New Delhi: The power sector may get a boost in the forthcoming budget as withholding tax on overseas investment in the sector may be removed to attract investments.
Also See | The year of living dangerously
“Our consultations with the finance ministry are over. Removal of withholding tax will accelerate overseas lending to the Indian power sector,” a senior official in the power ministry said on condition of anonymity. “We have asked for the removal of the tax and to our understanding this request may be accommodated.”
“We are given to understand that the budget may grant our wish,” another power ministry official said separately.
The finance ministry’s position could not be confirmed as it is under quarantine during the last phase of preparations for the Union budget, scheduled to be announced on 28 February.
Withholding tax is charged on the repatriation of income from equity or debt. Typically, an overseas investor can approach the tax authorities of its home jurisdiction to offset the tax deducted by Indian authorities.
“Exemption is always better than credit,” said Sujit Ghosh, partner at BMR Advisors Pvt.
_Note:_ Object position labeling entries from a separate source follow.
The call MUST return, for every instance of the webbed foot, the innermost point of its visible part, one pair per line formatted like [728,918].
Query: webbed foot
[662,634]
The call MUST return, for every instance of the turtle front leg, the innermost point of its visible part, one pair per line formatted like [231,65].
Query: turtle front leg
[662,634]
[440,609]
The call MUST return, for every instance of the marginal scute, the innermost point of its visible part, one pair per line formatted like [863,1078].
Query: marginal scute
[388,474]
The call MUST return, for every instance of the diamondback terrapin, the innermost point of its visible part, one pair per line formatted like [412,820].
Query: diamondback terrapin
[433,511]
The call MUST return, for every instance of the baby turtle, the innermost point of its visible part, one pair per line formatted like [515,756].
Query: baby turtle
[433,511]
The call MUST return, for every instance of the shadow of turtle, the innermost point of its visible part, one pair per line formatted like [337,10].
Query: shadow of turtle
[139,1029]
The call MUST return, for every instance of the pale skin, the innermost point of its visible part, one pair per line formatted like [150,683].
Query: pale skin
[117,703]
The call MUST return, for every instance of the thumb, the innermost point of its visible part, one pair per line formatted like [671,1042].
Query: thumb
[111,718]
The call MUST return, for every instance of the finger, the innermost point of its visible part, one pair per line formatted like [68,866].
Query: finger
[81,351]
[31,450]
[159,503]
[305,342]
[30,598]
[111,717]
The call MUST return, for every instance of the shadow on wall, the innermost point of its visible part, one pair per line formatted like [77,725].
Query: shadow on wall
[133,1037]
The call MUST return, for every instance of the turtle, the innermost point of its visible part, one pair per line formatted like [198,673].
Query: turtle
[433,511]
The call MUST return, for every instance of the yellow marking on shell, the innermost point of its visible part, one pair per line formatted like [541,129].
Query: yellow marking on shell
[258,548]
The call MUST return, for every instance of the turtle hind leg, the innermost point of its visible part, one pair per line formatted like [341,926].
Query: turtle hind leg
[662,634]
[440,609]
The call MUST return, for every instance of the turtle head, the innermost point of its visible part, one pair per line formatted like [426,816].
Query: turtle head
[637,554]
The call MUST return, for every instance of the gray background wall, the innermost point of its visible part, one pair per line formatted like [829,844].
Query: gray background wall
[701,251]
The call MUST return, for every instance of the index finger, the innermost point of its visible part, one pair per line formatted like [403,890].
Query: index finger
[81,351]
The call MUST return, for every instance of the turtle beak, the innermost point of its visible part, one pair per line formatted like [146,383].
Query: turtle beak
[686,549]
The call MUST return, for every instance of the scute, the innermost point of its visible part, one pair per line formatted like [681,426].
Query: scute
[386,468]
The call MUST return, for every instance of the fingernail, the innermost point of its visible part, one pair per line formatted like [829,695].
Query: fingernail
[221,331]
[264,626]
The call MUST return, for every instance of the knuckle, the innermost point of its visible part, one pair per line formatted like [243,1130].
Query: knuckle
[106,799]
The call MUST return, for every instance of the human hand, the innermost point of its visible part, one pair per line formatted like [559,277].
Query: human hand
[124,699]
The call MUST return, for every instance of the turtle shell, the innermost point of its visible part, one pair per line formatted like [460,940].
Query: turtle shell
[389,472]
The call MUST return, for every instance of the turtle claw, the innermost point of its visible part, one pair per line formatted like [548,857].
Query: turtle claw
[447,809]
Ltd, explaining why foreign lenders want to be exempt from withholding tax. “If a lender has losses, exemption serves no purpose.”
The power ministry’s representations on exemption of withholding tax are driven by the funding needs of the sector.
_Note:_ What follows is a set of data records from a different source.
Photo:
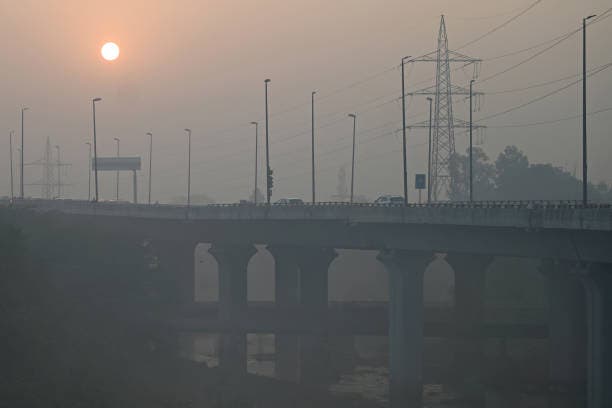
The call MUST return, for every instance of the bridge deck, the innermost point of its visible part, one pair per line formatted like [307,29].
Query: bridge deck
[357,318]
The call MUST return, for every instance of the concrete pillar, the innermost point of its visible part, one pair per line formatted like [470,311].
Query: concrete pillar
[468,359]
[232,262]
[567,333]
[287,299]
[597,281]
[176,271]
[173,285]
[315,364]
[406,269]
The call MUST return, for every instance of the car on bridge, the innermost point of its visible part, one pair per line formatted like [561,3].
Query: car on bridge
[388,199]
[289,201]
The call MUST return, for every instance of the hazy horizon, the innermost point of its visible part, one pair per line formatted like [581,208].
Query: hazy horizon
[201,64]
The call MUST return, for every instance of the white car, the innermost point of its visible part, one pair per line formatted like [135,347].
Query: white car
[289,201]
[389,200]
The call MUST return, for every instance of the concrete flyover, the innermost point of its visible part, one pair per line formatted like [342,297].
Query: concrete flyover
[573,243]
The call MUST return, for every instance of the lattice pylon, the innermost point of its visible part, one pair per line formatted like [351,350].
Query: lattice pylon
[443,146]
[443,123]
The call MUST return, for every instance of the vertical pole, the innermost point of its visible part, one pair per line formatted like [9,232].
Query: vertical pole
[117,176]
[95,148]
[188,167]
[429,155]
[135,184]
[11,163]
[471,158]
[404,135]
[256,157]
[59,171]
[585,178]
[268,192]
[313,170]
[89,173]
[19,156]
[21,173]
[353,160]
[150,163]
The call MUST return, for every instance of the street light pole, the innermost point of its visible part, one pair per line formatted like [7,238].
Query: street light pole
[471,128]
[404,132]
[585,179]
[268,191]
[59,172]
[117,177]
[312,142]
[150,162]
[19,155]
[93,104]
[354,116]
[429,154]
[21,173]
[89,172]
[256,157]
[11,163]
[188,167]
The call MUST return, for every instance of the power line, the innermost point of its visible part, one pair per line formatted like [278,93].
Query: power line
[499,27]
[541,84]
[549,122]
[534,56]
[556,91]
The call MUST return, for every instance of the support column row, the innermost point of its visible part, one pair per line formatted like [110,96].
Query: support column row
[232,261]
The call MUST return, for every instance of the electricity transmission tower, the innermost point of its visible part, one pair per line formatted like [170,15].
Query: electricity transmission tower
[444,122]
[50,184]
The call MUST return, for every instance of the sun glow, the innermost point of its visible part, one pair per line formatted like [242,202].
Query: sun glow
[110,51]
The ability of the domestic financial system to fund long-gestation power projects is limited by sectoral caps set by the central bank.
According to Reserve Bank of India data, banks had an exposure of Rs2.43 trillion to power projects on 19 November, among the highest in relation to other sectors.
Generally, a power project has Rs70 of debt for every Rs100 invested, Ghosh said.
When Indian borrowers try to raise money overseas, they find their costs are higher on account of withholding tax, said an investment banker who did not want to be named as he is not authorized to speak to the media.
Overseas lenders find compliance costs going up if they have to approach their own tax authorities for credit when Indian tax authorities deduct withholding tax, the banker said. The effective withholding tax is around 22%, the banker added.
In such a situation, the lenders want Indian borrowers to add the extent of withholding tax to the interest rate, thereby increasing the cost of borrowing, the banker said.
India’s power sector, which is already struggling with funding shortfalls, will need $400 billion (around Rs18 trillion today) of investment during the 12th Plan (2012-17). The government is worried about the funding scarcity facing the power sector, which threatens to worsen an energy deficit that’s seen as a key bottleneck in efforts to sustain and boost economic growth.
India currently has a power generation capacity of 169,748MW. The 11th Plan had set a target of adding 78,577MW of generation capacity, requiring, at current estimates, some Rs10.31 trillion of investment. The power ministry estimates a Rs4.51 trillion funding shortfall. The target has since been revised to 62,374MW.